Jeffrey Clemens is an assistant professor in the Department of Economics at UC San Diego. Clemens is currently a Visiting Assistant Professor at the Stanford Institute for Economic Policy Research. His research interests include public finance, health economics, and labor economics.


David Green is a professor in the Vancouver School of Economics at the University of British Columbia and an International Fellow at the Institute for Fiscal Studies in London. His research interests center around determinants of the wage and employment structure. In his recent work, this has entailed bridging between macro labour (worrying about general equilibrium effects) and micro labour identification issues.


Jacqueline Hagan  is a Robert G. Parr Term Professor of Sociology at the University of North Carolina at Chapel Hill.

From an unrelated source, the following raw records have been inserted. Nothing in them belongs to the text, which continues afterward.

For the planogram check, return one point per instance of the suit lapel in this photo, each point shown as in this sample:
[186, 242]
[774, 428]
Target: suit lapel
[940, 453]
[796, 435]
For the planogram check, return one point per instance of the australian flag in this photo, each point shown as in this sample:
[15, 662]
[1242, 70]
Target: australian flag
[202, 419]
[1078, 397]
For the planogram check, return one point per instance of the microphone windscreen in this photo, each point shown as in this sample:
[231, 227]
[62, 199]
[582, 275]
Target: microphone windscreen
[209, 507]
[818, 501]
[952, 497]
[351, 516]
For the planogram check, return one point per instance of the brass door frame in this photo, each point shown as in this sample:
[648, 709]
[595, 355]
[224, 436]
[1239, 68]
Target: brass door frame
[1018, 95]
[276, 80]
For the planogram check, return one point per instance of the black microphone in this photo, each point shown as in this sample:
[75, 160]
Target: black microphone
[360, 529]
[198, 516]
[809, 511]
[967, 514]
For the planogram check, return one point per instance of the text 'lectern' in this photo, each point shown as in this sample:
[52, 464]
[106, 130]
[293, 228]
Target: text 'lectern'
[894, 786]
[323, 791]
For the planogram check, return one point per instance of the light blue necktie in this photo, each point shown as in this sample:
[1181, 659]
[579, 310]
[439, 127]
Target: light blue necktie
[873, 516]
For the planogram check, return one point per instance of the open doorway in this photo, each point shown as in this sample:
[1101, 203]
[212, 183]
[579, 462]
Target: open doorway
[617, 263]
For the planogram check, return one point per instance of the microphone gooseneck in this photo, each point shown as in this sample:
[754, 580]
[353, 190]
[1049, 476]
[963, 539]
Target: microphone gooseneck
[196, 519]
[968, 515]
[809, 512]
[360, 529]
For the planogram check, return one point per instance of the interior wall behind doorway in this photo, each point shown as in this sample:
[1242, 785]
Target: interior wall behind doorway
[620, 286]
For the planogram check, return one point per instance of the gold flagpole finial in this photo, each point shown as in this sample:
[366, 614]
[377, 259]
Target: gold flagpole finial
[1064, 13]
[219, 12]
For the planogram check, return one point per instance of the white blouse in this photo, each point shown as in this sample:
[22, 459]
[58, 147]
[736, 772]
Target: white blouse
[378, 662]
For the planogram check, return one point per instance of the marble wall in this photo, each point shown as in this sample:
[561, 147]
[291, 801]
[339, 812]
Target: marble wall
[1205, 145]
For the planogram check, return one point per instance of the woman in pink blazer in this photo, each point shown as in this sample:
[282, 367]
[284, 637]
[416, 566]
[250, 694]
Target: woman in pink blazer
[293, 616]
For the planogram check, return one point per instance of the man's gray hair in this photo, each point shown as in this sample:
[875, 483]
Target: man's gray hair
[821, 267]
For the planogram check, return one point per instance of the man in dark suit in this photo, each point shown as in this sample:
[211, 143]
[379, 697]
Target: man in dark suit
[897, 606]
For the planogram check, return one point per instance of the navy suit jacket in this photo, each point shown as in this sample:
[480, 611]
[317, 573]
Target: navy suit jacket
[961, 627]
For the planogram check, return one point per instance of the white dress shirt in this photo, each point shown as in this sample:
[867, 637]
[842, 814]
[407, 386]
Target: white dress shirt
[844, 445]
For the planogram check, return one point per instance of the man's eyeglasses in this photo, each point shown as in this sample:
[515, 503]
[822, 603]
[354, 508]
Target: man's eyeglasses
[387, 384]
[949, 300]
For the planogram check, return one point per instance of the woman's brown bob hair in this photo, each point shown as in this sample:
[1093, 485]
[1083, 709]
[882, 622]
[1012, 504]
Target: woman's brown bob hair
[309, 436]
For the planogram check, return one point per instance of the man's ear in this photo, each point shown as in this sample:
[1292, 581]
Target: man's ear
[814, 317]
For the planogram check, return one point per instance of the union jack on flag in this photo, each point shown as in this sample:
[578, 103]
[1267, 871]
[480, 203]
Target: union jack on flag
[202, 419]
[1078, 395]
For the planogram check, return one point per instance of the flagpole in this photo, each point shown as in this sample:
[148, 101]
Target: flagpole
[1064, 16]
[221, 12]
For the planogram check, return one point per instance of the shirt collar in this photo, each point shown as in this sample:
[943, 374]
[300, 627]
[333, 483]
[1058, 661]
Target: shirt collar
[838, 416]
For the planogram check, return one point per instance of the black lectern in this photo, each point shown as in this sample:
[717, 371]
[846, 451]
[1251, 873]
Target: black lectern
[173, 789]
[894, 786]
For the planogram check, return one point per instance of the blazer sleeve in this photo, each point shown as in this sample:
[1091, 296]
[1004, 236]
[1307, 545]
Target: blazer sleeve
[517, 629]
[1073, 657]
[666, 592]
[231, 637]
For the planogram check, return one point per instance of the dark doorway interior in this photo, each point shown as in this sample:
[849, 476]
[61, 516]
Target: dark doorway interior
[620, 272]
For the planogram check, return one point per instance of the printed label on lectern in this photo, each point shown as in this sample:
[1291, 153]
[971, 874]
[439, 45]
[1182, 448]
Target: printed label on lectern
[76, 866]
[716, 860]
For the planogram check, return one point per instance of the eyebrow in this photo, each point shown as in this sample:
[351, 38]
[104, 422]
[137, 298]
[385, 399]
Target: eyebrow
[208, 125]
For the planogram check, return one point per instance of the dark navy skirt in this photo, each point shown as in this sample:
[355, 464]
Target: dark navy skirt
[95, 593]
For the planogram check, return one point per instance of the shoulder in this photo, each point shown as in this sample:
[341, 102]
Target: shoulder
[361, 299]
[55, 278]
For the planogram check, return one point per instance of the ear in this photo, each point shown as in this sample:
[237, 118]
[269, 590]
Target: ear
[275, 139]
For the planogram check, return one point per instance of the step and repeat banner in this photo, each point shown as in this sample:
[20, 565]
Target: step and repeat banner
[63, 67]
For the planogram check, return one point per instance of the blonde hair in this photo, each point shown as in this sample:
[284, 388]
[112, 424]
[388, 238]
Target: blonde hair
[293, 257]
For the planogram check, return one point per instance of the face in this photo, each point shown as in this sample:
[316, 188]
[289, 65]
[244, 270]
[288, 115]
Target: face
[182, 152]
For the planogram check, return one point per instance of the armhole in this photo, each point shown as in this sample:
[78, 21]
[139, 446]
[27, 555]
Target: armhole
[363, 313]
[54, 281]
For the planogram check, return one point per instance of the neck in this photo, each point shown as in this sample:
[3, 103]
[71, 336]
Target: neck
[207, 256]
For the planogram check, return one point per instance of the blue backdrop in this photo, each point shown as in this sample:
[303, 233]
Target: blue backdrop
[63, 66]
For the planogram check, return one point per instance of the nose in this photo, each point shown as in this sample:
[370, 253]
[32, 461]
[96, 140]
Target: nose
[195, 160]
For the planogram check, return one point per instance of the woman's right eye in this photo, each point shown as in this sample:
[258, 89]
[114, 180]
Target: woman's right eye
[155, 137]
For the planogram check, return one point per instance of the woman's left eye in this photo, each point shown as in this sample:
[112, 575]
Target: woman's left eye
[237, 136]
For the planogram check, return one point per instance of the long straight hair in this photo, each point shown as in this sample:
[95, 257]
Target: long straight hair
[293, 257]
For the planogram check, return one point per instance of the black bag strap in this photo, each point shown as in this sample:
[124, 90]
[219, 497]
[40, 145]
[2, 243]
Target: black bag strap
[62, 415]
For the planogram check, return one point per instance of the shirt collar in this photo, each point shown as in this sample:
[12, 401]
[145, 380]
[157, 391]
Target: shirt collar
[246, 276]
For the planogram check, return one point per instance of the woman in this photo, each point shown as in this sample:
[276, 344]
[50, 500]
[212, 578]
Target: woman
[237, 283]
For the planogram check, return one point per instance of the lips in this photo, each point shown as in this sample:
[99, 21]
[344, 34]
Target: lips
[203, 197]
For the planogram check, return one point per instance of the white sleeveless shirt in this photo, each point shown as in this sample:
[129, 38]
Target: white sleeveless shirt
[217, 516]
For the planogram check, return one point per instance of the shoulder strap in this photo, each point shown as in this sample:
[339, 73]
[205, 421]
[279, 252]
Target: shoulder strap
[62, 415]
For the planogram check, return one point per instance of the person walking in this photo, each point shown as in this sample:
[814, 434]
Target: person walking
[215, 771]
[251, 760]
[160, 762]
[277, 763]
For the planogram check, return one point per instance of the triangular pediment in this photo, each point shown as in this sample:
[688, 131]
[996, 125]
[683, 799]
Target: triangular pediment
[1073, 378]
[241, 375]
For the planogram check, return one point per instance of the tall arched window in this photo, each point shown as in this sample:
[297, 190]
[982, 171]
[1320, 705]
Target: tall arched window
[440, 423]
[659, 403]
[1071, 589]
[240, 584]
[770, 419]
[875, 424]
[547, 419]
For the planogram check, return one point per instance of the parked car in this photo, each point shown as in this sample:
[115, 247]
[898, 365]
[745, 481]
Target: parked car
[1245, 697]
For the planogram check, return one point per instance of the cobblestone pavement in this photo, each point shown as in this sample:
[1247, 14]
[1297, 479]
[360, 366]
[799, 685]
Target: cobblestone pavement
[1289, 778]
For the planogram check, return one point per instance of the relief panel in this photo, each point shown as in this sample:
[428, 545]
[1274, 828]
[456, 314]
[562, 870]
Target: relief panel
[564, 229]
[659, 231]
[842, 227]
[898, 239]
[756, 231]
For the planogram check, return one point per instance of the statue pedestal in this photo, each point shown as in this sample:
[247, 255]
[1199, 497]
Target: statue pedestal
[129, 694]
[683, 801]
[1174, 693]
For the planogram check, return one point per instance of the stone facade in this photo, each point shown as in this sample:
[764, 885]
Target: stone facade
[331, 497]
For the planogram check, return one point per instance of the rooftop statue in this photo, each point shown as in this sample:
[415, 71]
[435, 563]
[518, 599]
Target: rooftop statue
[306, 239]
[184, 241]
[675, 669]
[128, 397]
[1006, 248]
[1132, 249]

Her research interests include international migration, labor markets, race and ethnic relations, religion, gender, and human rights.
 


Ken Jacobs is the Chair of the Labor Center, where he has been a Labor Specialist since 2002. His areas of specialization include health care coverage, the California budget, low-wage work, the retail industry and public policy. Recent papers have examined the impact that the national health reform law will have on California small businesses, their employees, the self-employed, and the state overall; the economic effects of various options for closing California’s budget deficit; and declining job-based health coverage in California and the U.S.


Steven Lopez is an Associate Professor of Sociology at The Ohio State University. His research areas include sociology of work and the labor movement, political sociology, aging and health.  Lopez’s research focuses on the dilemmas of contemporary service sector union organizing, on the organization of care work in nursing homes, and on the lived experience of downward mobility in the Great Recession.


Dayanand Manoli is an assistant professor in the Department of Economics at the University of Texas at Austin. Professor Manoli’s research focuses on empirical analyses to document and improve the impacts of government policies. His research interests include social security and retirement policy, income tax policy and education policy.


Paul Osterman is the Nanyang Technological University (NTU) Professor of Human Resources and Management at the M.I.T. Sloan School of Management as well as a member of the Department of Urban Planning at M.I.T. His research concerns changes in work organization within companies, career patterns and processes within firms, economic development, urban poverty, and public policy surrounding skills training and employment programs.


David Pedulla is an Assistant Professor in the Department of Sociology and a Faculty Research Associate of the Population Research Center at the University of Texas at Austin. His research interests include race and gender stratification, labor markets, economic and organizational sociology, and experimental methods. Specifically, his research agenda examines the consequences of the rise of non-standard, contingent, and precarious employment in the United States as well as the processes leading to race and gender labor market stratification.